We didn't have a BIG CAR at our disposal, so we took a taxi to Grace Point. Where's that, the driver asked. We dunno, but just follow that BIG CAR. Hooi Theng's driving that one, with Yuen Chee, See Keong and their wives. We dutifully followed behind in the taxi.
Hooi Theng's our ex-colleague from Ban Hin Lee Bank. She's now with an IT company and settled down with two children in KK. So again, with old friends in our last night in Sabah.
Nothing exciting about Grace Point, though. When we arrived, we saw this sign on the wall saying: "Grace Point. The City's Secret Garden. A community project for the city of Kota Kinabalu by the Grace of God"
Secret garden? Where's that? In this place? When I looked around, all I saw was a huge car park for BIG CARS, a neat row of stalls selling high-end hawker food, a beverage centre and rows upon rows of tables and chairs filled with people. But a secret garden? Where's that again?
The answer became apparent when we waited for Hooi Theng to come and pick us up after she had dropped off Yuen Chee.
"You must go to the washroom and tell me what you think," a smiling Long Kin told me excitedly. Grinning from ear to ear, that fella. Okay, friend, I'll try the washroom.
So I walked straight in and stood at the urinal. Strange. There's a garden in front of me. Was this the secret garden? Inside the men's washroom? No wall or partition in front of me? Am I supposed to pee directly into the garden? Ah, suddenly I noticed a glass pane separating me from the garden. You can't pee at the plants.
So there I was, standing, doing my business blissfully when it suddenly struck me. Was it a completely see-through glass or was it a one-way glass? Ahh...if you're a man, you'd know that it is almost impossible to interrupt your business in mid-stream. You have to see it through till the last drop.

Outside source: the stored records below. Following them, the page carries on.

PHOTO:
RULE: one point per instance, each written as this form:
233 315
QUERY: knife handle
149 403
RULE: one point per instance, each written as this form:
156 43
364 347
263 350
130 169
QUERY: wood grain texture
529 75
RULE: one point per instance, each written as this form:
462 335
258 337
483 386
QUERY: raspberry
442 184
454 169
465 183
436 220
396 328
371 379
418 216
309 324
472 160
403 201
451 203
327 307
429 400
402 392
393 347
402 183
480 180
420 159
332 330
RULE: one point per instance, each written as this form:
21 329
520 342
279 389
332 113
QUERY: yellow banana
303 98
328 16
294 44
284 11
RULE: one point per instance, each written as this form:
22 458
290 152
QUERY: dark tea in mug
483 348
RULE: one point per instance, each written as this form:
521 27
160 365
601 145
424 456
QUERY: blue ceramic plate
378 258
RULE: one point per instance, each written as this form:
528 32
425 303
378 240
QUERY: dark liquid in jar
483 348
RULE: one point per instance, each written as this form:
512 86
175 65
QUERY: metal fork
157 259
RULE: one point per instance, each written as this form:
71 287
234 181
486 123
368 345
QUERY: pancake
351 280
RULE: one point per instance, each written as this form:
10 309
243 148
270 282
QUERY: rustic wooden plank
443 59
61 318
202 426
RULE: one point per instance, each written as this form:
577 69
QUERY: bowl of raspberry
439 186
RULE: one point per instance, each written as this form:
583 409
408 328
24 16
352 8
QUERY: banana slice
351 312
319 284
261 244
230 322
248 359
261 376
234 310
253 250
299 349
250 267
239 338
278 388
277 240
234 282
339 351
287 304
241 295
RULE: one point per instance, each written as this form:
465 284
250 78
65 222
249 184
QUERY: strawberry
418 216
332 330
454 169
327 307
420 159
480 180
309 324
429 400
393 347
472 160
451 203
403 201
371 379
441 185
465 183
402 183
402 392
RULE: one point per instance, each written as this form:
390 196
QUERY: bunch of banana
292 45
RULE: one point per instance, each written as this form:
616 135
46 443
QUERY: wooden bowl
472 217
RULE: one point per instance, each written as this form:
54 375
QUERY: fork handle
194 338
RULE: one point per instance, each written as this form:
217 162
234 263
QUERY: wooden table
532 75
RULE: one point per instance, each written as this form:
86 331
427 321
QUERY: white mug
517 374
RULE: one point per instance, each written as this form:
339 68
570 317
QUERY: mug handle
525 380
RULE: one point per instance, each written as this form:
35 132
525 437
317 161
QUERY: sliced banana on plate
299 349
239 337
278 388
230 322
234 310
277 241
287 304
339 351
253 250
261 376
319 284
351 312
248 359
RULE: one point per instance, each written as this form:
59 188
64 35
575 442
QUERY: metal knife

I waited until I finished. Then I tried to find out more about the huge glass wall. Surprise, surprise, you can actually walk around over to the other side, go into the small secret garden. And watch other men do their peeing business in full view, from the front. :-)
I don't know what to make of it. Did the developer have a wicked sense of humour when he built this place? Was his architect a voyeur? Hmm.... I noticed that people preferred not to use this urinal. They chose the cubicles. These must be the regular patrons. Not unsuspecting, first-time visitors like me who wouldn't be able to interrupt their business until it ends. When it's too late! Ha ha .... that's progressive Sabah. Secret garden? No, just a very big amusing secret.
Please!
ReplyDeleteTo avoid such a tragedy happening again, and for the salvation of our children, we are doing a worldwide campaign, displaying the image of NURIN JAZLIN JAZIMIN in blogs all over the world on 25th April 2008. Let's not forget NURIN JAZLIN.
I think you a big shitt!!! and if you really dont like sabah please MOVE OUT!!beside, WE dont need people like you here.